Dive Brief:
- Fidelity National Information Services, which provides payments and technology services to financial institutions, is counting on clients continuing to increase their technology spending and tapping FIS to meet their demand for artificial intelligence capabilities, CEO Stephanie Ferris said during the company’s fourth-quarter earnings report Tuesday. Financial institutions’ annual IT spending across the market, as a percent of revenue, climbed 11% between 2015 and 2024, the company said in its quarterly presentation.
- The Jacksonville, Florida company is angling to satisfy banks’ appetite for artificial intelligence, tapping its extensive trove of data, regulatory experience and scale to pitch to its financial institution clients.
- “Emerging technology, particularly AI, is moving from experimental to mainstream at unprecedented speed,” Ferris said. “AI adoption is accelerating to eight times 2023 levels and banks recognize AI isn't a future opportunity, it's a competitive imperative.”
Dive Insight:
FIS reported that its fourth-quarter revenue grew about 7% to $2.75 billion over the year-earlier period, after adjusting for its sale of the Worldpay merchant acquiring unit and the purchase of an issuer services business, according to an earnings press release.
When asked by an analyst about AI replacing or automating some of the services that FIS provides, Ferris downplayed any risks, pointing to AI as a positive for the business. She called it a “strategic accelerant,” pointing to the company’s expansive proprietary data set and its use of audited, regulated processes as difficult-to-replicate advantages.
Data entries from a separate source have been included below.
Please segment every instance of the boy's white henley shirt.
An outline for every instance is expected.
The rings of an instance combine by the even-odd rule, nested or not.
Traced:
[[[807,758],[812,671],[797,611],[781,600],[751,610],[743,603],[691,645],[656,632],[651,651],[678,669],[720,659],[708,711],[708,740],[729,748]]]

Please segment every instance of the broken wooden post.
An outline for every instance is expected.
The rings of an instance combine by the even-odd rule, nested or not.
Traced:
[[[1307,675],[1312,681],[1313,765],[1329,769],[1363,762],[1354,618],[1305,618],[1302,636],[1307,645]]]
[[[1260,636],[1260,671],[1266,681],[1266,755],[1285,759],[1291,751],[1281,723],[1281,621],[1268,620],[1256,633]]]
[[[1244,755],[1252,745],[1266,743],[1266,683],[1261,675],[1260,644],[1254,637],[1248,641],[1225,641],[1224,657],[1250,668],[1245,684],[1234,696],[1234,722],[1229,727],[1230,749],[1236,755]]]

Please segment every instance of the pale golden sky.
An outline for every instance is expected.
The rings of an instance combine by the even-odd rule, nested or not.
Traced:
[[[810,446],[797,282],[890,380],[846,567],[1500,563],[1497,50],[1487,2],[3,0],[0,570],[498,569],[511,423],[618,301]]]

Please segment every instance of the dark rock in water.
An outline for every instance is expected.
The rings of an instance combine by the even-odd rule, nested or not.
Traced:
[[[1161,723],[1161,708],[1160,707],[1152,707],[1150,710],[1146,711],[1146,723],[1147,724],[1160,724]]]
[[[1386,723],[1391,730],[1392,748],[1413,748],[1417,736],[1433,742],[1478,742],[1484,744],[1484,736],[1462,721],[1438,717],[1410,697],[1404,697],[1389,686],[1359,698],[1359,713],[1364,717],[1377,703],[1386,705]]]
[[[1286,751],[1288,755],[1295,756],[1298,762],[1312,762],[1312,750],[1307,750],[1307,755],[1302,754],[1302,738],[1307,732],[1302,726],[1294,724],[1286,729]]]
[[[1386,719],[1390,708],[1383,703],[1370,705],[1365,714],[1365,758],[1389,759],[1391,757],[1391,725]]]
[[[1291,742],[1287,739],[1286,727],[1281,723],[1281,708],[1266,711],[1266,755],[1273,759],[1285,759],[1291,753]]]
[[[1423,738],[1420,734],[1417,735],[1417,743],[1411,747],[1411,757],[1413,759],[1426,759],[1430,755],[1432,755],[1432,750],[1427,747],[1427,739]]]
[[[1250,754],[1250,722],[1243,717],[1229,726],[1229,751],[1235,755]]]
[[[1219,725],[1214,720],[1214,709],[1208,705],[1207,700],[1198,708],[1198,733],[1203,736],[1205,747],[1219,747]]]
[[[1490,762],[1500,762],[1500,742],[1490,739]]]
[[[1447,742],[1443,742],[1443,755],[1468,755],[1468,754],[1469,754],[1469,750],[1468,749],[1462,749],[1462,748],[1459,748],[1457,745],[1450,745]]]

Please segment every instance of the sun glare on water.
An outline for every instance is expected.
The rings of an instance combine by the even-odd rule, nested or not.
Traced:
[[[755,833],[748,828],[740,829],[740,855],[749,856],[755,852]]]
FIS focuses on financial institutions growing the fastest in the market, with many becoming super regional banks, and those that are tapping technology, such as AI, to drive growth.
“Unlike some peers, our focus isn't about serving the most banks,” Ferris said. “Our strategy is partnering with banks that are growing faster in the market, both organically and through consolidation,” Ferris said. “Our strategy is to grow side by side with them in areas where they're spending: payments, digital and lending,” she said.
Meanwhile, the company has cut costs in some areas alongside its sale of Worldpay and purchase of the issuer business, both with Global Payments on the other side of the transaction.
“We took a series of cost actions in 2025 and exiting the year that drives sizable savings in 2026,” FIS Chief Financial Officer James Kehoe told analysts on the Tuesday webcast.
Headcount decreased significantly last year, dropping about 12% percent as of the end of last year to 44,000 employees, down from 50,000 at the end of 2024, according to the company’s annual reports.